Evidently, some of the speakers had a hard time
with the generational transition. The tattoo-wearing, flesh-bearing
younger women caught the attention of the older feminists. "We
thought we had to cover up our bodies," said Gloria Steinem.
"They are saying, rightly, that they should be able to be nude
and be safe. They understand the price of no comprehensive sex education,
of no emergency birth control." While the links between these
issues must exist only in Gloria Steinem's mind, her comments offered
a form of comic relief. The older feminists fought for the freedom
not to be sex objects, while the younger feminists showed up in
miniskirts with flesh exposed. Steinem's claim that the younger
generation "should be able to be nude and be safe" just
takes the feminists logic to its ultimate conclusion. They demand
as a fundamental "right" the freedom to have sex without
consequences and to define their own lifestyles without any reference
to a morality outside themselves.
The March for Women's Lives was sponsored by a rouges
gallery of liberal organizations including the American Civil Liberties
Union, NARAL Pro-Choice America, the National Organization for Women,
and the Planned Parenthood Federation of America. "Cosponsoring
partners" included the Center for Reproductive Rights, the
National Family Planning and Reproductive Health Association, and
the National Association of Social Workers. That last group deserves
special attention, for it is the largest organization of social
workers in the nation, and the group is very influential in defining
the norms of the profession. Anyone doubting where the social work
field is headed need only look at the official sponsorship of this
march by the National Association of Social Workers in order to
see the future in clear form.
Other organizers included--most notoriously--the
National Education Association. The nation's largest teachers union
revealed its own political and ideological agenda in offering a
formal sponsorship of the march. Other sponsoring groups included
Americans United for Separation of Church and State, the Episcopal
Church USA, Hadassah (a major Jewish organization for women), and
the People For The American Way Foundation. For the first time in
its history, the National Association for the Advancement of Colored
People [NAACP] sponsored a march for abortion. President Julian
Bond told the crowd that the group's board of directors had unanimously
approved the sponsorship, and he claimed that the right to abortion
is the equal to a right to sit at an unsegregated lunch counter.
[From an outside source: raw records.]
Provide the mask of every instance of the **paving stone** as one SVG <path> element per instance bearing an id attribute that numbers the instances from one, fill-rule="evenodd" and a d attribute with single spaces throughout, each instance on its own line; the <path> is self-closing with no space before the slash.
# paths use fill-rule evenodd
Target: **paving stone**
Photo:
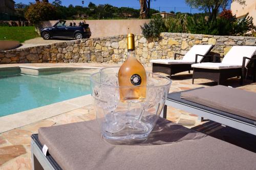
<path id="1" fill-rule="evenodd" d="M 49 120 L 42 120 L 20 128 L 21 129 L 30 131 L 33 133 L 37 133 L 38 130 L 41 127 L 47 127 L 54 125 L 55 123 Z"/>
<path id="2" fill-rule="evenodd" d="M 21 144 L 0 148 L 0 166 L 26 153 L 25 148 Z"/>

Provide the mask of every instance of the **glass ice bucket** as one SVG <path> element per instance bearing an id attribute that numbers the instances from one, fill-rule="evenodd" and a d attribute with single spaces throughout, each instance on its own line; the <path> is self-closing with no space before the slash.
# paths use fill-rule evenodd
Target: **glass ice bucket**
<path id="1" fill-rule="evenodd" d="M 119 69 L 104 68 L 91 76 L 92 95 L 102 136 L 110 142 L 119 144 L 143 142 L 159 117 L 171 80 L 147 72 L 146 86 L 120 87 Z M 121 101 L 122 90 L 145 90 L 146 96 Z"/>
One national news story told of pro-abortion and
pro-life protestors meeting face to face. As the abortion supporter
marched while carrying a young child, a pro-life protestor shouted,
"It's a good thing you didn't kill her." According to
USA Today, the woman pointed at the girl, yelling, "Choice,
choice." We can only wonder if the little girl got the point.
Even as her mother shouted "choice, choice," the young
girl must have realized that her mother was marching for the right
to have made a very different choice.